Henrik Rasmussen

Personal information
- Date of birth: 13 June 1968 (age 57)
- Place of birth: Løgstør, Denmark
- Height: 1.84 m (6 ft 0 in)
- Position: Midfielder

Youth career
- 0000–1987: Løgstør IF
- 1987–1990: Nørresundby

Senior career*
- Years: Team / Apps / (Gls)
- 1990–2002: AaB / 322 / (27)

= Henrik Rasmussen (footballer) =

Danish footballer (born 1968)

Henrik Rasmussen (born 13 June 1968) is a Danish former footballer who spent his entire professional career with AaB. A midfielder and set-piece specialist, he made 423 appearances and scored 34 goals for the club, winning the Danish Superliga in 1994–95 and 1998–99. He also played in four Danish Cup finals, all of which AaB lost, and represented the club in European competition, including the UEFA Champions League. Rasmussen also made one appearance for the Denmark League XI.

==Career==
===Early life and youth career===
Born in Løgstør, Rasmussen began his career with local club Løgstør IF before moving to Nørresundby Boldklub. He joined AaB in 1990 together with Poul Erik Andreasen, having already established himself in senior football with Nørresundby.

===AaB===
Rasmussen made his first-team debut for AaB in 1990 and went on to spend the rest of his career with the club. A technically gifted midfielder, he became a central figure in the side during the 1990s and early 2000s, and was particularly noted for his set piece ability.

He was part of the AaB side that won the club's first Danish championship in the 1994–95 season, and also featured in the team that won the title again in 1998–99. In both championship-winning seasons, he played in every league match. In 1995, he also represented AaB in the group stage of the UEFA Champions League, when the club became the first Danish side to compete at that stage of the competition.

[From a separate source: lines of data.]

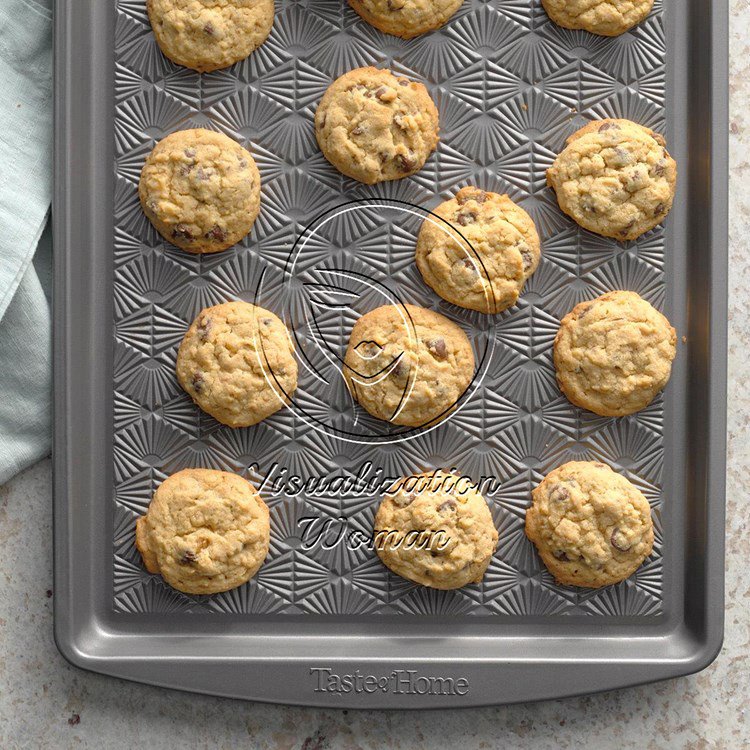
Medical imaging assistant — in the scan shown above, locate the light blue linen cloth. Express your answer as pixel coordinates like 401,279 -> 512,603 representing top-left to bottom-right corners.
0,0 -> 53,484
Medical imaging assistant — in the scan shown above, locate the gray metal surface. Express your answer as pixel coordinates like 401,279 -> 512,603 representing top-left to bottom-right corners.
53,0 -> 728,707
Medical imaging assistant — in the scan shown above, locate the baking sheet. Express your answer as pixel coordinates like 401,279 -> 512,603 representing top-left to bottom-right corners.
54,0 -> 728,706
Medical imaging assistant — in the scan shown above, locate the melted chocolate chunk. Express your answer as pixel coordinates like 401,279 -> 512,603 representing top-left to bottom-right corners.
427,338 -> 448,360
548,484 -> 569,504
180,550 -> 198,564
205,225 -> 226,243
191,373 -> 204,393
599,121 -> 621,132
172,224 -> 194,241
396,153 -> 416,172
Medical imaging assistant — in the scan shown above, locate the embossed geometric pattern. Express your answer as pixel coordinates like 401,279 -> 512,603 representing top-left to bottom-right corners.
113,0 -> 667,616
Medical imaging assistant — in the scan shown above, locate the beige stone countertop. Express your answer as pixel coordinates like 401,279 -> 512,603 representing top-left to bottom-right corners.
2,4 -> 749,749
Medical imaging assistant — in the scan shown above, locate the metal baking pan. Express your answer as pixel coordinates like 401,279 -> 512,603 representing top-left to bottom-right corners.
53,0 -> 728,707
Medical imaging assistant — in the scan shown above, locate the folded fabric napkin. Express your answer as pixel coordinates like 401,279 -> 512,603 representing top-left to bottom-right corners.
0,0 -> 53,485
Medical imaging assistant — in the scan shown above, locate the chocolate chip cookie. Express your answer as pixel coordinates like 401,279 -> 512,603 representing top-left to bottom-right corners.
554,290 -> 677,417
415,186 -> 541,314
348,0 -> 464,39
542,0 -> 654,37
344,304 -> 474,427
547,118 -> 677,241
136,468 -> 271,595
526,461 -> 654,588
147,0 -> 275,73
315,67 -> 439,184
374,471 -> 498,589
176,301 -> 298,427
140,128 -> 261,254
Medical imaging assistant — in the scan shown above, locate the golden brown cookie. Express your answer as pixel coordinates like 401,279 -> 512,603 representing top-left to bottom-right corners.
374,471 -> 498,589
542,0 -> 654,37
147,0 -> 275,73
547,118 -> 677,241
343,304 -> 474,427
135,468 -> 271,595
139,128 -> 261,254
348,0 -> 464,39
415,186 -> 541,314
176,301 -> 298,427
315,67 -> 439,184
525,461 -> 654,588
554,291 -> 677,417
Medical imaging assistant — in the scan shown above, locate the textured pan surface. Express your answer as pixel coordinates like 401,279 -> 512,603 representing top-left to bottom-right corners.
111,0 -> 669,617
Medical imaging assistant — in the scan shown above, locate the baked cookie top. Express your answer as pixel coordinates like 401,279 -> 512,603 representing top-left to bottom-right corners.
542,0 -> 654,37
139,128 -> 261,254
315,67 -> 439,185
547,118 -> 677,241
135,468 -> 270,595
147,0 -> 275,73
176,301 -> 298,427
343,304 -> 474,427
348,0 -> 464,39
374,471 -> 498,589
415,186 -> 541,314
554,290 -> 677,417
525,461 -> 654,588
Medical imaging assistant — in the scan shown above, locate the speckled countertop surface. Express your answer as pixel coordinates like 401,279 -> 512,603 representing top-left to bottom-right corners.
2,4 -> 749,749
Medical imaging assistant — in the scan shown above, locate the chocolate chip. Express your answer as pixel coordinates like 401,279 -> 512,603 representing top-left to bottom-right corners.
398,79 -> 409,86
205,225 -> 226,243
610,528 -> 631,552
238,158 -> 248,169
318,114 -> 326,129
374,86 -> 387,99
180,550 -> 198,564
392,360 -> 407,379
68,713 -> 81,727
456,210 -> 477,226
599,121 -> 620,132
619,219 -> 636,237
195,167 -> 211,182
437,500 -> 456,513
351,125 -> 364,136
191,373 -> 204,393
548,484 -> 569,503
581,200 -> 597,214
654,202 -> 666,216
198,316 -> 213,341
184,147 -> 196,158
457,189 -> 487,205
172,224 -> 193,241
427,338 -> 448,360
396,153 -> 415,172
461,257 -> 478,273
521,248 -> 533,272
652,160 -> 666,177
261,317 -> 273,327
552,549 -> 570,561
203,22 -> 215,36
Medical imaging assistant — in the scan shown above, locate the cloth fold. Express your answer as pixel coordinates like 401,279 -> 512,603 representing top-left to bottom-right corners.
0,0 -> 53,484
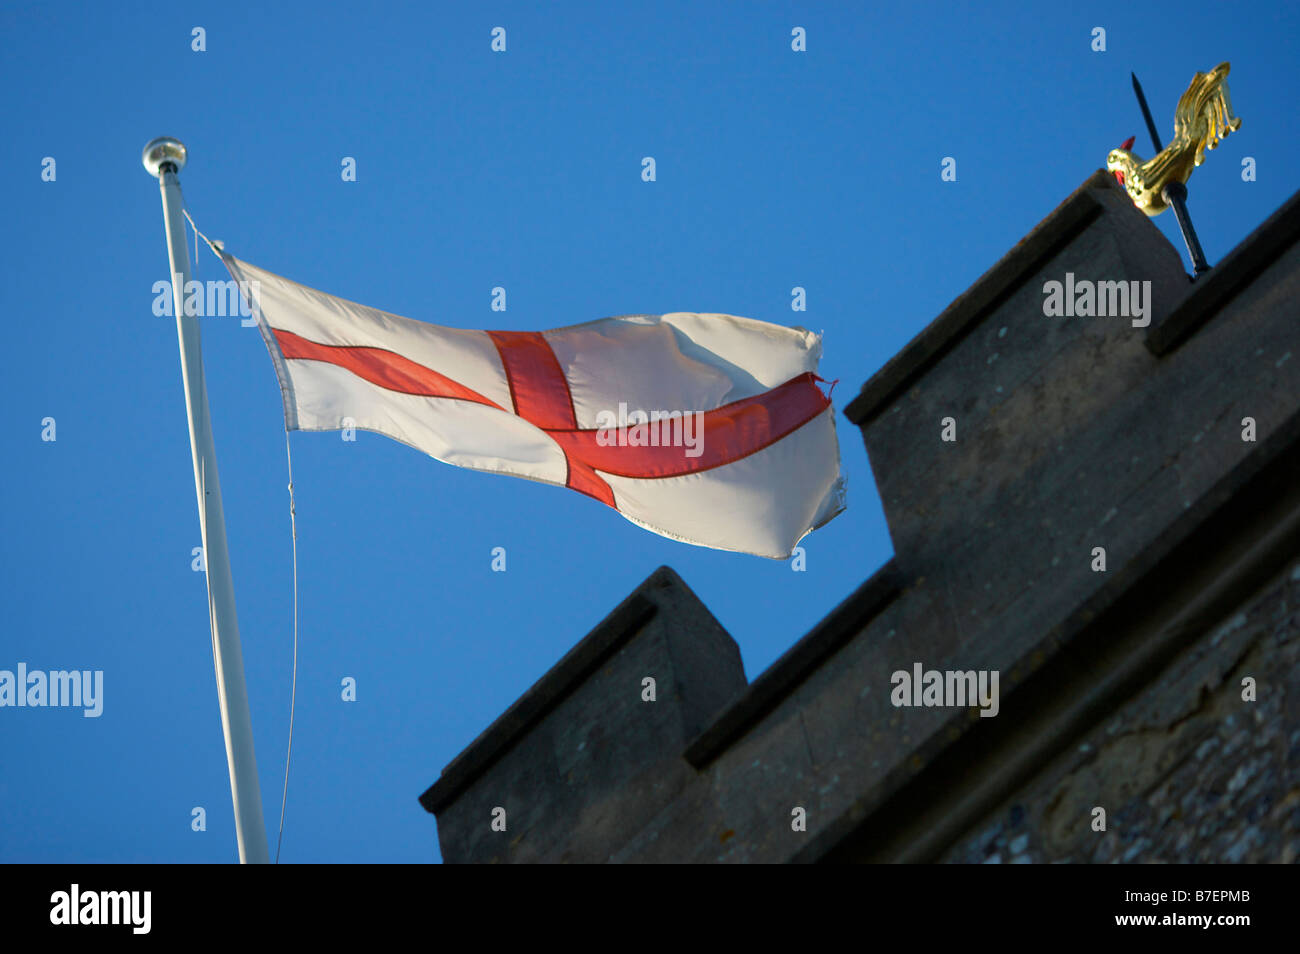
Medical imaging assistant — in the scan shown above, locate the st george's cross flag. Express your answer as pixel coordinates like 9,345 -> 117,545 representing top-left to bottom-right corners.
219,253 -> 846,558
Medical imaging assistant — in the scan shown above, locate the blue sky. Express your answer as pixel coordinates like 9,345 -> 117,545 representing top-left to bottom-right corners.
2,1 -> 1295,863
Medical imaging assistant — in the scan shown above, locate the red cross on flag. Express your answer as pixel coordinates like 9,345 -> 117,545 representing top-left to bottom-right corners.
220,254 -> 847,558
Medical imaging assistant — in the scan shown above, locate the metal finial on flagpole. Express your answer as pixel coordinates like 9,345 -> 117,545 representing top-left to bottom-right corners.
142,137 -> 270,864
1130,73 -> 1211,277
142,137 -> 187,176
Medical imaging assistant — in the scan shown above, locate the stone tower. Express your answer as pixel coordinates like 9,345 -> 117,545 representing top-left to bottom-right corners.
421,171 -> 1300,863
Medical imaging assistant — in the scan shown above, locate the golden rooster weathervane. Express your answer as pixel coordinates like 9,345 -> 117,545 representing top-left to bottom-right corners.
1106,62 -> 1242,277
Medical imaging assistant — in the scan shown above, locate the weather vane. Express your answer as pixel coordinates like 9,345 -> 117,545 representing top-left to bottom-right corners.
1107,61 -> 1242,277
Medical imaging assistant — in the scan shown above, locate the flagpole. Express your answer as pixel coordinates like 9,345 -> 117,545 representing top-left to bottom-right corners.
142,137 -> 269,864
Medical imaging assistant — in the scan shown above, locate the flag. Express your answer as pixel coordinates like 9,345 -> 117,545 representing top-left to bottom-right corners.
220,253 -> 846,558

Rasmussen played in four Danish Cup finals during his time with AaB, though the club lost on each occasion. He retired at the end of 2002, having made 423 appearances and scored 34 goals for AaB, at the time the second-highest appearance total in the club's history.

==International career==
Rasmussen made one appearance for the Denmark League XI.

==Personal life==
After retiring from football, Rasmussen worked with vulnerable young people at a residential institution.